Figure 6 compares the test data with the prediction model by Li et al. [7] for dimensionless velocities above 0.19. The data reveal that relying solely on the longitudinal velocities of either the branch or main tunnel does not accurately reflect the pattern of maximum temperature rise. The data points are notably scattered. Conversely, when the velocities of both the branch and main tunnels are combined (the sum of the ventilation velocity of the branch and the main tunnel is substituted into Equation (2)), the data points show better convergence. This finding aligns with observations from Figure 4 and Figure 5, indicating that joint ventilation from both tunnels significantly affects the $\Delta T_{\max }$.

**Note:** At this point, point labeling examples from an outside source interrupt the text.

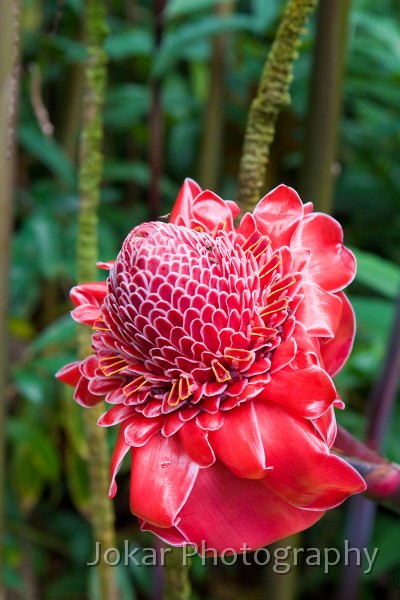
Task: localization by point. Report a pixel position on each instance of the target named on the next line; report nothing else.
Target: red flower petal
(332, 266)
(278, 215)
(225, 510)
(162, 477)
(83, 396)
(303, 473)
(305, 392)
(120, 450)
(141, 429)
(89, 293)
(336, 351)
(86, 313)
(196, 444)
(238, 442)
(283, 355)
(116, 414)
(319, 311)
(183, 206)
(326, 426)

In studies on bifurcated tunnels, the maximum temperature rise prediction model proposed by Huang et al. [18] has been extensively utilized by researchers in this domain. The bifurcation angle between the main and branch tunnel in this study is 45°. Through the analysis of experimental data, we found that when fire source is located at d₀, the influence of the main and branch tunnels’ velocity (v₁, v₂) on maximum temperature can be represented by v₀, where $v_0=v_1+{\cos }^2{45}^{\circ }{v}_2$. Referring to the study by Huang et al., the experimental data were analyzed using the dimensionless velocity $v_0^{*}$. This section only considers the scenarios of cooperative ventilation, and the scenarios of single-tunnel ventilation is not discussed. In this case, $v_0^{*}$ is greater than 0.19.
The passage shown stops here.